Effective disk I/O bandwidth, below 150MB/s if CPU loaded

Mauricio Fernandez

未讀,

2008年6月13日下午2:34:362008/6/13

收件者：wide-...@googlegroups.com

Bonnie reports the disk is able to read at ~150MB/s; this is also the speed I
measured with a trivial C program that reads O.all with this loop:

while(read(fd, buf, 32768)) i += buf[0];

(i += is there to make sure this isn't optimized out, and changes nothing
otherwise).

This program can saturate the disk I/O bandwidth with ~80% of one core; that
measurement (and the Bonnie run too, I assume) was made when no other process
was competing for the CPU or memory bandwidth.

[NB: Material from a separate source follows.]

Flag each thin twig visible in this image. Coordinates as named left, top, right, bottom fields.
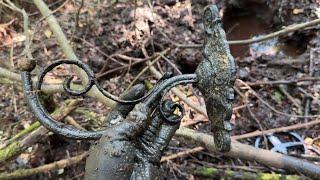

I suspected I/O bandwidth would be lower with higher loads (when running wf2
against O.all, I often observed disk usage below 100%, as measured by iostat,
and low CPU load, *simultaneously*), and decided to test that conjecture.

I wrote a small program to launch 31 busywork processes (leaving one thread of
execution free for the I/O benchmark), and the results differ greatly when
there are other processes using CPU time:

Read 43178.0 MBs in 371.72s at 116.2 MB/s.

real 6m11.736s
user 0m3.853s
sys 5m20.318s

This means we might be closer to the lower bound than thought previously.

wf2_multicore2.ml, which processes the 42GB O.all file in 7min02s, approaches
the above times already.

--
Mauricio Fernandez - http://eigenclass.org

Erik Engbrecht

未讀,

2008年6月13日下午2:41:112008/6/13

收件者：wide-...@googlegroups.com

Would it be hard for you to repeat the experiment with 27 busywork threads and 1 reader? The reason I ask is that the T2 really only has 8 cores, although each one has 4 threads. So I'm wondering if you intentionally try to allocate one core to IO and not distract it with other tasks then it will improve IO performance.

--
http://erikengbrecht.blogspot.com/

Alex Morega

未讀,

2008年6月13日下午2:52:462008/6/13

收件者：wide-...@googlegroups.com

On Jun 13, 2008, at 21:41 , Erik Engbrecht wrote:

> Would it be hard for you to repeat the experiment with 27 busywork
> threads and 1 reader? The reason I ask is that the T2 really only
> has 8 cores, although each one has 4 threads. So I'm wondering if
> you intentionally try to allocate one core to IO and not distract it
> with other tasks then it will improve IO performance.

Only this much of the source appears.